Approfondimenti
Nord e Sud Italia: il nostro Paese ancora oggi viaggia a due velocità diverse
di Andrea Olla, autore del blog andreaolla.com
Italia a due velocità: i dati su Pil, sanità e istruzione evidenziano un forte divario tra Nord e Sud. Un Paese spaccato, dove le diseguaglianze frenano la crescita e mettono a rischio la coesione nazionale.
29 luglio 2025
Tanto si è parlato, negli ultimi mesi, di autonomia differenziata, legge fortemente voluta dalla Lega di Matteo Salvini e in particolare da Roberto Calderoli, volto storico della Lega Nord e attuale ministro per le Questioni regionali e le autonomie.
Senza soffermarmi troppo sul merito di questa legge, peraltro in buona parte bocciata dalla Corte costituzionale, sicuramente un merito le va riconosciuto: ha finalmente riportato al centro del dibattito politico le disparità tra il Nord e il Sud Italia.
È proprio su questo tema che vorrei soffermarmi oggi, partendo da una domanda: esiste realmente un confine invisibile tra Nord e Sud? Meridione e Settentrione sono realmente così diversi? E, se sì, in che misura?
Economia, salute e istruzione: dove il divario si fa sentire
Partiamo dal gettito fiscale: la differenza del Pil pro capite, un importante indicatore del tenore di vita, è subito indicativa: 33.400 euro al Nord, 18.500 al Sud.
Stiamo parlando di quasi il doppio, ma, attenzione, non è finita qui: le differenze aumentano se si va più in profondità; sorprende, ad esempio, che la regione del Nord più povera, la Liguria, sia comunque più ricca della regione del centro-sud più ricca, l’Abruzzo: 31.000 euro a fronte di 25.400 euro pro capite.
Uno dei punti toccati dalla legge sull’ autonomia era quello relativo alla tutela della salute, tema peraltro recentemente tornato al centro del dibattito politico: è probabilmente l’ambito in cui è più evidente il confine invisibile che divide il Nord dal Sud Italia.
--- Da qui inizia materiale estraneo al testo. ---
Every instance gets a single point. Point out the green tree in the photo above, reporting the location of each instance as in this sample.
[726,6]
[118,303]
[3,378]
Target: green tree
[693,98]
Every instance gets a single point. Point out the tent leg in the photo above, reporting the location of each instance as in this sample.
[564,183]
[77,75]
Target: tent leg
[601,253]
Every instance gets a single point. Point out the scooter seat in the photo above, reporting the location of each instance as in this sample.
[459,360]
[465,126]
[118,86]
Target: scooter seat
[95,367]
Mi ha molto colpito sentire un’intervista al governatore del Veneto, Luca Zaia – leghista doc nonché tra i principali promotori dell’autonomia – che raccontava di un dialogo avuto con una signora del mezzogiorno, secondo cui la migliore sanità del Sud è il treno.
Potrebbe sembrare una visione eccessiva, fuori dalla realtà, ma a confermarlo sono ancora una volta i dati.
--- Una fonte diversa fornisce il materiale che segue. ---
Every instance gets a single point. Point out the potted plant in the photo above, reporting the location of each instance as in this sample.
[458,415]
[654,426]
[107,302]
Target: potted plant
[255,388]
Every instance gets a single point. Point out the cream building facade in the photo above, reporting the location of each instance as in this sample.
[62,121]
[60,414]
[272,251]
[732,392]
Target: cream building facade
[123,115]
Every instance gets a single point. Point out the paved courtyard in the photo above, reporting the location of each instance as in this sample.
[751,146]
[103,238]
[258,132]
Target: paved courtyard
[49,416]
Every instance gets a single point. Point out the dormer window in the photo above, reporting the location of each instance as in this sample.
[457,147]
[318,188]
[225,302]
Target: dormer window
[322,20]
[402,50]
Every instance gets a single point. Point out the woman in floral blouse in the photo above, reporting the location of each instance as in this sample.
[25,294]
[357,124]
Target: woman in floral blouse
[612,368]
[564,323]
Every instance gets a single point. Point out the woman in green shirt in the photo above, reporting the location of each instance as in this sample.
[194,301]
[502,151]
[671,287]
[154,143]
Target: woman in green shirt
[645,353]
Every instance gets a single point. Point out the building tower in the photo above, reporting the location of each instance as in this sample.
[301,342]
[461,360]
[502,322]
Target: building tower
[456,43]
Per esempio, il tasso di mortalità infantile in Toscana è di 1,8 su 1000 persone, mentre in Sardegna è di 2,43 su 1000; oppure, la percentuale delle famiglie in povertà sanitaria, cioè quelle che hanno difficoltà o addirittura rinunciano a curarsi, al Sud è all’8% mentre al è Nord al 4%; ancora, ben 12.401 pazienti meridionali affetti da patologie oncologiche si sono spostati al Nord per ricevere cure adeguate ma solo 811 hanno fatto il viaggio inverso.
Eppure il diritto alla salute è riconosciuto a tutti i cittadini, e in egual misura, così come prevede l’articolo 32 della Costituzione, che addirittura lo definisce come fondamentale diritto dell’individuo.
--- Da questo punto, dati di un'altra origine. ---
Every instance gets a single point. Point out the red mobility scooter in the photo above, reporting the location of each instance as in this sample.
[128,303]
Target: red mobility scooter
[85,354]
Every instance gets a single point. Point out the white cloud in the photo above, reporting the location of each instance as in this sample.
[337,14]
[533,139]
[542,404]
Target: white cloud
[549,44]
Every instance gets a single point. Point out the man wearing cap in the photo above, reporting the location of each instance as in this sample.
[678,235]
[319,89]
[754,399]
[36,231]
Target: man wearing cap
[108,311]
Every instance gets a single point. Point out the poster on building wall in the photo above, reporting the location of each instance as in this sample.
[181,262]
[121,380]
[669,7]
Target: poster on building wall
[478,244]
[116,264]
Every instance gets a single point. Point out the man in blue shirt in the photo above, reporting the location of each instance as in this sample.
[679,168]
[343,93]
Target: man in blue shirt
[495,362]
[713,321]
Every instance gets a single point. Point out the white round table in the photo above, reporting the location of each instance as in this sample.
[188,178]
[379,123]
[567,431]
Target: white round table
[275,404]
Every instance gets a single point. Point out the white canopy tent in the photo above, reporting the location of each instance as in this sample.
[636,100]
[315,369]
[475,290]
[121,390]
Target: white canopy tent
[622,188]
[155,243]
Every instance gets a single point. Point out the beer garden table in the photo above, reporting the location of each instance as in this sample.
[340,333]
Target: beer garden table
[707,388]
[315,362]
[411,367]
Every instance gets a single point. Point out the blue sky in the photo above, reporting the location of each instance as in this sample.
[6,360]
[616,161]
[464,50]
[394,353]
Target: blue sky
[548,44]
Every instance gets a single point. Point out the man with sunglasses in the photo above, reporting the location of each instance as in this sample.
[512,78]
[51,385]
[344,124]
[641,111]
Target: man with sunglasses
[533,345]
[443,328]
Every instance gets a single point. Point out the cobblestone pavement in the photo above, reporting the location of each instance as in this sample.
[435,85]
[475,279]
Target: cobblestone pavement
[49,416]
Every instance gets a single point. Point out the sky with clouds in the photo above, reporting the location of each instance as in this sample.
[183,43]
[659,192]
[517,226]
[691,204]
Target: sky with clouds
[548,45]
A questo punto è lecito chiedersi, ma c’è uguaglianza in una nazione che ha delle statistiche del genere?
Ci sono tanti altri campi in cui questa disparità emerge con ancora più chiarezza, cito giusto un ultimo esempio significativo: l’istruzione.
La disuguaglianza emerge, per esempio, relativamente alla nella spesa destinata agli investimenti: 34,6 euro per un alunno del mezzogiorno e 54 euro per uno del Nord; ma appare anche rispetto all’insegnamento in sé: secondo un recente studio promosso dalla Fondazione Agnelli e dalla Fondazione Rocca, uno studente del mezzogiorno è indietro di due anni in matematica (-24 punti alle prove invalsi) rispetto a uno studente che frequenta la stessa classe al Nord.
In conclusione
Voglio partire da una frase di Aldo Moro, che sosteneva che ‘’è necessario, in una società democratica, che lo Stato non sia di alcuni, ma di tutti; non sia la fortuna di pochi, ma la solidarietà sociale resa possibile dal maturare della coscienza democratica e alimentata dalla consapevolezza del valore dell’uomo e delle ragioni preminenti della giustizia’’.
Forse è da questa frase, tanto complessa quanto attuale, seppur pronunciata quasi settanta anni fa durante un congresso della Democrazia cristiana, che dovremmo imparare.
Siamo un Paese già profondamente diviso per ragioni storiche, politiche, sociali ed economiche: è vitale per il futuro dell’Italia eliminare questo divario, attuando riforme realmente strutturali per il Sud, così da farlo crescere e far crescere, di conseguenza, tutta l’Italia.
Forse, per una volta, questa piaga della divisione nella quale spesso si rigira il coltello, dovremmo provare, invece, a ricucirla: abbiamo già perso tanto tempo, con piani per il Sud tanto sbandierati quanto inefficaci, quanto tempo dobbiamo perdere ancora.